New York Times bestselling author Andrea Davis Pinkney is giving readers a “behind-the-eyes” look at kids from the past in her latest release, Loretta Little Looks Back: Three Voices Go Tell It.
Tell me about your latest book.
Loretta Little Looks Back: Three Voices Go Tell It is the story of Loretta, Roly, and Aggie B., members of the Little family. Each presents the vivid story of their young lives, spanning three generations. Their separate stories—beginning in a sharecropping cotton field in 1927 and ending at the presidential election of 1968—come together to create a single journey that gives readers a front-row seat to the dramatic events that lead to African Americans claiming the right to vote.
Why did you decide to write it?
The novel stems from my family tree. It’s a very personal story. As a child, I spent summers on the porches of my relatives where I heard stories of how we, as a people, transcended so much bigotry and inequality. These stories ignited something in me—the true understanding that Black people are strong, resilient, resourceful, and smart. As a kid, these ideas were instilled from a very young age, though there weren’t many books that featured African American protagonists who exhibited these qualities. Loretta Little Looks Back is delivered as a series for first-person narratives. I wrote this story to offer young readers a “behind-the-eyes” look at kids from the past, who, like themselves, reach for what they believe in, despite obstacles.
What do you want readers to learn from the story?
As the author of numerous books for children and young adults, I’ve devoted my life to sharing African American stories with children. Loretta Little Looks Back is a narrative that I hope will inspire young readers of all races to talk to the grownups they know about the lives and times of their own family members—their histories and triumphs. I hope kids will pull up a chair and listen deeply to stories that speak to their hearts—and then be inspired to go out into the world to do good by reaching into to the hearts of others.
If you could pick another profession, what would it be and why?

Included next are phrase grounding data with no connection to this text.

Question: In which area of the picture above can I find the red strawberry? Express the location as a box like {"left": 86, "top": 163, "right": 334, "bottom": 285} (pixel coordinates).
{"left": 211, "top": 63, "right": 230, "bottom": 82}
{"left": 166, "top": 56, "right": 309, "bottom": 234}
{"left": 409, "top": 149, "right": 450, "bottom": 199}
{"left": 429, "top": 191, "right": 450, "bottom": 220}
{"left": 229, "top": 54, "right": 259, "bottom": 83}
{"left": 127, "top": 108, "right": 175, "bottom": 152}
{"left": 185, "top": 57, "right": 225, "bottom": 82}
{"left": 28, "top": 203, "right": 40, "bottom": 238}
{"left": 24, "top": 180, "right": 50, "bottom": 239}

I was the kind of kid who called others together in the backyard, and said, “Hey, let’s put on a show!” I loved to assign characters and their lines to my classmates and friends. I guess I was a theater director in the making, which is the profession I would’ve chosen had I not been a writer. In some respects, Loretta Little Looks Back has allowed me to pursue my theatrical passions. As a storyteller, I’ve always been intrigued by the creative ways stories are crafted and shared. Loretta Little Looks Back is presented through a mix of fictional first-person narratives, spoken-word poems, folk myths, gospel rhythms and blues influences that weave a tapestry to illuminate the dignity of sharecroppers in the rural South. Rooted in storytelling’s oral tradition, the vignettes are presented in a series of theatrical monologues that paint a portrait of the struggle for civil rights as seen through the eyes of the children who lived it.
What’s the best part of being an author?
Imagine being able to do work you love, anytime, anywhere? Imagine that every day there’s something to spark and inform that work—a lemon, a blue-jay, a flat tire, a cricket, a singing taxi driver. These are just some of the beauties of being an author. One of the greatest gifts, too, is seeing kids become readers when they dive into stories, then watching them share those stories with their friends.
What’s next for you?
I’ve spent the last year working on two exciting projects that are coming to fruition now. The first: I’m the guest curator of an upcoming museum exhibition, PICTURE THE DREAM: The Story of the Civil Rights Movement through Children’s Books. The show will open at Atlanta’s High Museum of Art on August 15, and will travel to the Eric Carle Museum of Picture Book Art in February 2021. This is the first exhibition of its kind that features the social justice works of the most notable African American picture book creators, as well as those new to the field. The exhibition webpage provides more info. Also, I’ve written the libretto for an opera based on the classic children’s book The Snowy Day by Ezra Jack Keats, the first mainstream book to feature an African American child as the primary character. The opera’s world premiere will be in December 2021 at the Houston Grand Opera.
Andrea Davis Pinkney is the New York Times Bestselling and Coretta Scott King Book Award-winning author of numerous books. She is a four-time NAACP Image Award nominee, and has been named one the “25 Most Influential Black Women in Business” by the Network Journal.